La prognathie désigne un trouble qui est caractérisé par une malposition dentaire. En gros, cela implique un décalage vers l’avant de la dentition inférieure par rapport aux dents supérieures qu’on appelle souvent « menton en avant », ce qui crée un déséquilibre que ce soit sur le plan esthétique, que sur le plan fonctionnel. 

En effet, en plus de changer l’apparence de la personne qui en souffre, la prognathie entraine également différents problèmes comme la malocclusion dentaire, des difficultés de mastication ou aussi d’élocution. Et ce, à cause de la déformation au niveau des arcades dentaires. 

Qu’est ce qui cause la prognathie ? 

L’hérédité est la première cause attribuée à ce trouble, mais d’autres facteurs fonctionnels peuvent également contribuer à son développement. 

Assurément, elle peut également se développer à cause de mauvaises habitudes répétées, ce qui engendrent une déformation de l’arcade alvéolaire. Parmi ces mauvaises habitudes, on peut citer ici le fait de sucer son pouce chez les enfants, le fait de respirer par la bouche, le fait de zozoter. 

Néanmoins, d’autres troubles peuvent également favoriser son apparition comme le fait de souffrir d’une congestion nasale, d’une déglutition anormale.. 

Pourquoi la traiter ? 

Bien que la prognathie affecte surtout l’esthétique du visage d’une personne, il est tout de même possible de vivre avec et donc de ne pas la traiter. 

Toutefois, si le trouble est considéré comme extrême, cela pourrait se compliquer et touchera principalement le bien-être oral. 

En effet, une prognathie extrême commence par affecter diverses fonctions corporelles comme la déglutition, la mastication ou aussi l’élocution, mais surtout aussi la santé bucco-dentaire. Ce qui fait que si la personne prognathique commence donc à ressentir une certaine gêne, il est nécessaire de penser à un traitement efficace.

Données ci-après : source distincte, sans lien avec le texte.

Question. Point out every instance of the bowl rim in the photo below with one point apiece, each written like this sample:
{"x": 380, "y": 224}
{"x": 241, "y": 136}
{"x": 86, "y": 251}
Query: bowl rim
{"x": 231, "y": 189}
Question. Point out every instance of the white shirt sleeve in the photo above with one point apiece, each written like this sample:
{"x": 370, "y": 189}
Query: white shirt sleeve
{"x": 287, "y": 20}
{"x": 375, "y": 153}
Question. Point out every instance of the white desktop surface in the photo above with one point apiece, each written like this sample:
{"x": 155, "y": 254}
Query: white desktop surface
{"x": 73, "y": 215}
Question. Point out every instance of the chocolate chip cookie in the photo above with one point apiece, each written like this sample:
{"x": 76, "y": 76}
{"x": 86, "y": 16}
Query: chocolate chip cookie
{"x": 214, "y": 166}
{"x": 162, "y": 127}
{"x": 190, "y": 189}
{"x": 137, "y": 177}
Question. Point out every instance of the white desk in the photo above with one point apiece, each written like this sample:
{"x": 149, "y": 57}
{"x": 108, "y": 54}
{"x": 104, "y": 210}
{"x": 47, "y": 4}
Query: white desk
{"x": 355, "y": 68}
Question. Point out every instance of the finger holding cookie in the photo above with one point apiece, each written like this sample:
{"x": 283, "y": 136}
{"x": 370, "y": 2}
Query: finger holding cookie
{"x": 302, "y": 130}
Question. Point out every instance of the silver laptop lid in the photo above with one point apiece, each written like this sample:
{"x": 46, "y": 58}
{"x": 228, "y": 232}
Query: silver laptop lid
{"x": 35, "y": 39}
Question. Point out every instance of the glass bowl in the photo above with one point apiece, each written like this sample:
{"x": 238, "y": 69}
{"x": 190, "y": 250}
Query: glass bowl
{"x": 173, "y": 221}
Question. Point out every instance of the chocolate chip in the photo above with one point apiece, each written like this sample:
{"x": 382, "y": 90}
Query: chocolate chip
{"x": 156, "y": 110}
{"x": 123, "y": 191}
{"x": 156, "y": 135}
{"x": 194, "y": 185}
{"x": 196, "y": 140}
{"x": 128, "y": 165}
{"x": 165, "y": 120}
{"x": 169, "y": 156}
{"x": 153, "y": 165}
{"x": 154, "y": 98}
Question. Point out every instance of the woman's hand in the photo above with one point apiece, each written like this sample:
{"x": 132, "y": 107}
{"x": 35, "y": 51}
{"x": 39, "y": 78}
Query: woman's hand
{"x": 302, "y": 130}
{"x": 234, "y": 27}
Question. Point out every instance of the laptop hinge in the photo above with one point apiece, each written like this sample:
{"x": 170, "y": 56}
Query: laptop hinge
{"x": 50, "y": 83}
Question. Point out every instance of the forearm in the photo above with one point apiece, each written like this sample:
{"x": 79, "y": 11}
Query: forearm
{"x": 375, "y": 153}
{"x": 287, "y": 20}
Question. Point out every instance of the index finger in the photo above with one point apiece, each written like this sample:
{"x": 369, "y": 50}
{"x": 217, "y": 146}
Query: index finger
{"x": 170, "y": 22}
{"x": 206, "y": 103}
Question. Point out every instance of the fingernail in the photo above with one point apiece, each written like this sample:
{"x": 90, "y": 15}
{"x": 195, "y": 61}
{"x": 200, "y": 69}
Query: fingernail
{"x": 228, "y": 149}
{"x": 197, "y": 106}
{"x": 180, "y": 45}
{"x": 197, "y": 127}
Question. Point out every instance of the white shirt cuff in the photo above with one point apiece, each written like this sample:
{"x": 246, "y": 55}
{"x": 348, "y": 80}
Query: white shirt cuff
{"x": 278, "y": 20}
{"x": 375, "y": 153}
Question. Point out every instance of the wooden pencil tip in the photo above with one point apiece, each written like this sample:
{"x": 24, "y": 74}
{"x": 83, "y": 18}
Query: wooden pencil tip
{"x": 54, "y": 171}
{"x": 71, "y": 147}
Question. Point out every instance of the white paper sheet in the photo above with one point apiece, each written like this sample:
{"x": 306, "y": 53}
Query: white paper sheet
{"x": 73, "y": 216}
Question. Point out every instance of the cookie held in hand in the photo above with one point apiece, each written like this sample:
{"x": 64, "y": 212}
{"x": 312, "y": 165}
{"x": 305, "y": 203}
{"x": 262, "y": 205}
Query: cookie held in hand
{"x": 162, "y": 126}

Peut-on traiter la prognathie ? 

Comme pour tous les autres troubles dentaires, il est tout à fait possible de traiter cette pathologie. Néanmoins, vu les problèmes que peut entrainer ce trouble, il est tout de même important de le traiter le plus tôt possible puisque cela permet avant tout de bénéficier d’une prise en charge précoce, mais permet également d’assurer le résultat du traitement. 

Cela est nécessaire car les problèmes graves de prognathie nécessitent une chirurgie dentaire afin de repositionner la mâchoire inférieure qui n’est pas à sa place, mais qui est le plus souvent assez complexe et couteuse. 

Néanmoins, il faut garder à l’esprit que la chirurgie n’est pas souvent nécessaire, surtout pour le traitement précoce de la prognathie, car pour cela, il existe différentes thérapies efficaces comme le port de masque facial à tirage inversé, l’utilisation d’appareils orthodontiques de maintien ou aussi les appareils dentaires. 

Quels sont les traitements chirurgicaux ?

Il est important de mentionner qu’une prognathie conservée dans le temps peut devenir squelettique, d’où l’importance d’un traitement précoce. Si vous êtes à un stade où votre prognathie nécessite une intervention plus complexe, voici les options : 

Pour un menton surdéveloppé, le traitement consiste en une mentoplastie ou une chirurgie de réduction du menton.

Pour une prognathie extrême, une chirurgie orthognathique est nécessaire : 

– Une chirurgie bimaxillaire, lorsque le chirurgien maxillo-facial doit intervenir chirurgicalement sur l’os mandibulaire et l’os maxillaire.

– La chirurgie monomaxillaire, lorsque le chirurgien maxillo-facial n’agit que sur l’une des deux structures squelettiques.

Il est important de mentionner que dans la grande majorité de traitements chirurgicaux de la prognathie, il est nécessaire de réaliser un traitement orthodontique avant et après l’intervention. Dans la première étape pré-chirurgicale, l’orthodontie est utilisée pour préparer le patient à la chirurgie en repositionnant les mâchoires dans la position prévue. L’étape orthodontique post-chirurgicale a pour objectif de maintenir la nouvelle relation des deux mâchoires obtenue par la chirurgie, ainsi que de maintenir l’occlusion dentaire. 

Ce type de traitement nécessite donc une étroite collaboration entre un orthodontiste et un chirurgien maxillo-facial, qui doivent être coordonnés dès le début dans les aspects du diagnostic et du traitement. En outre, le patient doit être pleinement informé par les deux spécialistes avant de commencer le traitement.